Reputation: 306
I have some text, that will be written to 2 files using UTF-8 and 1252 encoding.
Observation when comparing these 2 files:
Question: Can I calculate which character in the UTF8 file will be represented by what character in the 1252 file without actually writing the files?
Or to put it another way: Is there more efficient code than this to find out the differences without writing to a text file?

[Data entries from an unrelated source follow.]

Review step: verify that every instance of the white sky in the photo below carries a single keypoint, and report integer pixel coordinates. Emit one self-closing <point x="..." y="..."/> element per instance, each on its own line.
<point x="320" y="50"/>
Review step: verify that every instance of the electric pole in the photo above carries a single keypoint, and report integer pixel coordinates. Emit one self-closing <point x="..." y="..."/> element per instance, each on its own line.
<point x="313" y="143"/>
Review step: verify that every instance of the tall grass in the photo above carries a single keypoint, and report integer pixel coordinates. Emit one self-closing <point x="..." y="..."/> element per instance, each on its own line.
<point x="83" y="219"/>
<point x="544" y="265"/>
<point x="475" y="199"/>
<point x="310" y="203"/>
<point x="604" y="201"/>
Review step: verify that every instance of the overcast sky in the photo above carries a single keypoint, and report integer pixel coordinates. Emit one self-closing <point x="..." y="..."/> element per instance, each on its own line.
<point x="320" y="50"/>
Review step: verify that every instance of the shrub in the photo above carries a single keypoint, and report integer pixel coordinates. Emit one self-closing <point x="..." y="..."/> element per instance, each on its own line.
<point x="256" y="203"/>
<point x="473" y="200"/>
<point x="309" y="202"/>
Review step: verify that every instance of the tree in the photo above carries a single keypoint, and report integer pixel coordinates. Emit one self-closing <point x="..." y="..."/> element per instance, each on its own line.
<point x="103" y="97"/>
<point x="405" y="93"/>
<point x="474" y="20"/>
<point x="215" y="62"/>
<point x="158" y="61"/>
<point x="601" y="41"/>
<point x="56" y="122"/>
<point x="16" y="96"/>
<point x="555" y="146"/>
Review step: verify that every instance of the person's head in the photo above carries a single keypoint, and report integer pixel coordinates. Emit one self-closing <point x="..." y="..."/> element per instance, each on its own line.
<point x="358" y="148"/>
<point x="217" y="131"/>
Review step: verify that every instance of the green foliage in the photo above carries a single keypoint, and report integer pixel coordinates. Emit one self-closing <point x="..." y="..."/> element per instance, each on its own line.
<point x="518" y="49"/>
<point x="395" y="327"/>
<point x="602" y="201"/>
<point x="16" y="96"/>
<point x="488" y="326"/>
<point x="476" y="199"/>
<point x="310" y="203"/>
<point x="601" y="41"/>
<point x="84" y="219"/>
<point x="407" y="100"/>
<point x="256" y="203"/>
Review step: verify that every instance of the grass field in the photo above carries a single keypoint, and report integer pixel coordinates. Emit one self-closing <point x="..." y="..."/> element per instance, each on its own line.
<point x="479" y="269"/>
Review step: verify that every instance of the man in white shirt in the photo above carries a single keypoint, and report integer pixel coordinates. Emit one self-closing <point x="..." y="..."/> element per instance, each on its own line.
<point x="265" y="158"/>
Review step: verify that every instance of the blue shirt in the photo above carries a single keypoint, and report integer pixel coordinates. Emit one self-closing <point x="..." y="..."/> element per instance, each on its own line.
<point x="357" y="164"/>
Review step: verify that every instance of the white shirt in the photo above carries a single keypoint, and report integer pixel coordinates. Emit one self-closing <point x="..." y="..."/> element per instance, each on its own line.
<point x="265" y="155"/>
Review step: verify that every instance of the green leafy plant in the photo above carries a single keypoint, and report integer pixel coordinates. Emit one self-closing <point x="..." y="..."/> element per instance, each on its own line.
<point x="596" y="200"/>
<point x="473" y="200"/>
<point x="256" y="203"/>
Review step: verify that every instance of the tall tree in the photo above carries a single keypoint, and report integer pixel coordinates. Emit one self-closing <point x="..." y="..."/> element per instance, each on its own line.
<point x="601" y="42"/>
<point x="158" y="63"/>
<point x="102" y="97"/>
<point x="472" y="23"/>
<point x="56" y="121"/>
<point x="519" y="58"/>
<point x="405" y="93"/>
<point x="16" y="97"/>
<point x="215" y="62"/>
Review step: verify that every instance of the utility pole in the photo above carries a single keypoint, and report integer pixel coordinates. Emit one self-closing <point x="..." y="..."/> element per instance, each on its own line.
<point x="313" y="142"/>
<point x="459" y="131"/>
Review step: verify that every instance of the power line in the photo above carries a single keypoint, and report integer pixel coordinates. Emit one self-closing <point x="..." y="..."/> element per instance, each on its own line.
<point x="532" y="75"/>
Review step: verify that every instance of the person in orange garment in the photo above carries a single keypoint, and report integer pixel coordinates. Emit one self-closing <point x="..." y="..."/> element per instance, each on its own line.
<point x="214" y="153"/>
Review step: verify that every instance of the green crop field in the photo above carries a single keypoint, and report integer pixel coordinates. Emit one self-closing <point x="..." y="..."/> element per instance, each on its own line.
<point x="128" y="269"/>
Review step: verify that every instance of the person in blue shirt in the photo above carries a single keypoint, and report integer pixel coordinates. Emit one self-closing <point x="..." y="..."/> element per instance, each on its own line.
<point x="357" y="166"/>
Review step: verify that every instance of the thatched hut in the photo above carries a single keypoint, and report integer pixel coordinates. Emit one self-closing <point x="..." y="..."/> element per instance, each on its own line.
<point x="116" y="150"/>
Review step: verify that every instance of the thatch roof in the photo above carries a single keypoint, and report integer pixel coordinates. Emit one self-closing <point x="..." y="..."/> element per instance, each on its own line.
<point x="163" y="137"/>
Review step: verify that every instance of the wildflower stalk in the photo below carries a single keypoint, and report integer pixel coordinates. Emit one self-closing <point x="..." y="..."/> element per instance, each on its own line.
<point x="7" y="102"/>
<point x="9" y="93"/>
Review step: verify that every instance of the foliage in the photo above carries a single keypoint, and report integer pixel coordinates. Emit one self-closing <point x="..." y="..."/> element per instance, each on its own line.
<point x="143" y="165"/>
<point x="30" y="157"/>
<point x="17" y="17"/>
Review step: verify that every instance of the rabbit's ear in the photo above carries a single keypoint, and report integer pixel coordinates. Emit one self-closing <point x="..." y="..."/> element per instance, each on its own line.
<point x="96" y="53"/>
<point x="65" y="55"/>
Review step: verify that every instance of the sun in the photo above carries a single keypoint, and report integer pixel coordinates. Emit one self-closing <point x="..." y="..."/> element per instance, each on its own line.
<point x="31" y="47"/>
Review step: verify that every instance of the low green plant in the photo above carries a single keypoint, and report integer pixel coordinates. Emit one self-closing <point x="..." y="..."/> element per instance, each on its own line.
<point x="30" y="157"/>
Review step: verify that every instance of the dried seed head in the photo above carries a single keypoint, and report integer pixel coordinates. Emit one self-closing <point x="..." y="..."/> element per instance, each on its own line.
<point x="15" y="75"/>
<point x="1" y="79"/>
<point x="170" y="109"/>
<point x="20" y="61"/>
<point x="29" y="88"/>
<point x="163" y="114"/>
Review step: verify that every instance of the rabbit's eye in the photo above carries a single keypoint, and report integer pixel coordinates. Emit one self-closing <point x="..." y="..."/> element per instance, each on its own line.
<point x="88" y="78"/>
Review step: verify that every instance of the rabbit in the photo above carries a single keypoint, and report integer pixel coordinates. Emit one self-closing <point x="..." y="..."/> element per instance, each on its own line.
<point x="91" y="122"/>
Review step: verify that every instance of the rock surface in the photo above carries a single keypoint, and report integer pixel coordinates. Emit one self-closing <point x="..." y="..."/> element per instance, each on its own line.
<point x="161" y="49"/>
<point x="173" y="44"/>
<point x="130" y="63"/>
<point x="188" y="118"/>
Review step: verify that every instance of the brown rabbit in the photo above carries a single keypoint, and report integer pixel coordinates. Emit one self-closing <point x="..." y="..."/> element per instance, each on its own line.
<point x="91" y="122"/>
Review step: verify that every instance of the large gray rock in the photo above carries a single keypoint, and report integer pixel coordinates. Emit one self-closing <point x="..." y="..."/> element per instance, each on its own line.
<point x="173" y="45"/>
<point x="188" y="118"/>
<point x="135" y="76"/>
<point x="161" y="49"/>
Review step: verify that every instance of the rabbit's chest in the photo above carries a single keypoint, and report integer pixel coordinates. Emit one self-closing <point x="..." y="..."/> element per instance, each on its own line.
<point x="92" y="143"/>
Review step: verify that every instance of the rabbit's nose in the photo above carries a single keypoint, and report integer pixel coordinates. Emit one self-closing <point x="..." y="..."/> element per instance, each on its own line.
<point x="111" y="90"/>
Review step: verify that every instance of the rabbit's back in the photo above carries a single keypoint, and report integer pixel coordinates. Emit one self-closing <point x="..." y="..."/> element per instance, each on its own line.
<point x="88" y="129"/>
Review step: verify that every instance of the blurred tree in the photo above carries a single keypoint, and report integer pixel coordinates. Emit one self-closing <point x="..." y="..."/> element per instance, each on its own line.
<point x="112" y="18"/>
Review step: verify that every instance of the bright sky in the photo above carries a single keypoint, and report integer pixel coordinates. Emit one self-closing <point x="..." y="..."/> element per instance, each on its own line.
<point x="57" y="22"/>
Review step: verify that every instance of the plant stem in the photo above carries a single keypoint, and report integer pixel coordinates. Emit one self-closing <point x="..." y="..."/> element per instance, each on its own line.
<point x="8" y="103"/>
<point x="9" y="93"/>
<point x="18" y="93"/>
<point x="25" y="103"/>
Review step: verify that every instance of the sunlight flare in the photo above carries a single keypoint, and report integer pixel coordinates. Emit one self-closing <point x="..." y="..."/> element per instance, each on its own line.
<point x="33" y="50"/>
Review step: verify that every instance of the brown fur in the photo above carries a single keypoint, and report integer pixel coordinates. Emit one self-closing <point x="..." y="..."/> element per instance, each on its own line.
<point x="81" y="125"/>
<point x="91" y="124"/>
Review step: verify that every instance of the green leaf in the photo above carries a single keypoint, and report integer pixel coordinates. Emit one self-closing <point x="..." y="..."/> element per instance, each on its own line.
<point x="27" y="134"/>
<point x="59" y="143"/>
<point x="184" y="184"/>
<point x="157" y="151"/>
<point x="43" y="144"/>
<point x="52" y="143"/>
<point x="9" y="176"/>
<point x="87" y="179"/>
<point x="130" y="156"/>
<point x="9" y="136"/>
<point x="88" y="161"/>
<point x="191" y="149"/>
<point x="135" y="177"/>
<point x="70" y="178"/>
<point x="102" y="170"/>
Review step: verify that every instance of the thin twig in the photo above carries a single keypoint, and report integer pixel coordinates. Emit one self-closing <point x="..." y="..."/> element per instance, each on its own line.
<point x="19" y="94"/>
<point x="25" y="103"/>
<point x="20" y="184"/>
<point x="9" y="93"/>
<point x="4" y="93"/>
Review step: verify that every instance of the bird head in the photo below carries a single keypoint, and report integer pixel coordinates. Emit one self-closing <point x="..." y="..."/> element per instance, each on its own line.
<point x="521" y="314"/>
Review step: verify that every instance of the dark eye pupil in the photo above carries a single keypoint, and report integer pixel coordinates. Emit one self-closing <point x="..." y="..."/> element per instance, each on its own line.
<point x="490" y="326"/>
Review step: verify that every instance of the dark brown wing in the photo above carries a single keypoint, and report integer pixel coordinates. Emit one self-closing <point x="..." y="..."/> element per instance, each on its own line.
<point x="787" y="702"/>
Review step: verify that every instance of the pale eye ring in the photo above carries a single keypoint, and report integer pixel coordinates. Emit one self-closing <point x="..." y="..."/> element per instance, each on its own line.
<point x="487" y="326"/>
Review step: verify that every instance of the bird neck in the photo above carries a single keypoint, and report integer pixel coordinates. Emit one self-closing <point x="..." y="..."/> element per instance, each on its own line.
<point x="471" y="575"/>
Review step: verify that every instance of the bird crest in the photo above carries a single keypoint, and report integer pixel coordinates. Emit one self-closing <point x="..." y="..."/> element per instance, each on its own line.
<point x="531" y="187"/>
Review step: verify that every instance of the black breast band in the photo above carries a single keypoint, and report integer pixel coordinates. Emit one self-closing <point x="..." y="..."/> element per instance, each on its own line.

File.WriteAllText("tmp-utf8.txt", text, Encoding.UTF8);
File.WriteAllText("tmp-cp1252.txt", text, Encoding.GetEncoding(1252));
string textUtf8 = File.ReadAllText("tmp-utf8.txt", Encoding.UTF8);
string text1252 = File.ReadAllText("tmp-cp1252.txt", Encoding.GetEncoding(1252));
if (textUtf8 != text1252)
{
... do something
}
Finally I want to print out something like this:
"a"->"a"
"b"->"b"
"Ф"->"F"
"σ"->"s"
"ξ"->"?"
"ψ"->"?"
Upvotes: 0
Views: 52
Reputation: 71144
You can use Encoding.GetBytes
to get the exact byte representation, and SequenceEqual
to compare.
var bytesUtf8 = Encoding.UTF8.GetBytes(text);
var bytes1252 = Encoding.GetEncoding(1252).GetBytes(text);
if (!bytesUtf8.AsSpan().SequenceEqual(bytes1252))
{
// do something
}
To find the exact index of differences is difficult, because UTF-8 uses multi-byte sequences in some cases.
Maybe something like
Span<byte> bufferUtf8 = stackalloc byte[4];
Span<byte> buffer1252 = stackalloc byte[4];
for (var i = 0; i < text.Length; i++)
{
if (!Encoding.UTF8.TryGetBytes(text.AsSpan().Slice(i, 1), bufferUtf8, out var length)
|| !Encoding.GetEncoding(1252).TryGetBytes(text.AsSpan().Slice(i, 1), buffer1252, out length)
|| !bufferUtf8.SequenceEquals(buffer1252)
)
{
Console.WriteLine($"Index {i} does not match: 0x{Convert.ToHexString(bufferUtf8)} -> 0x{Convert.ToHexString(buffer1252)}");
}
}
Upvotes: 2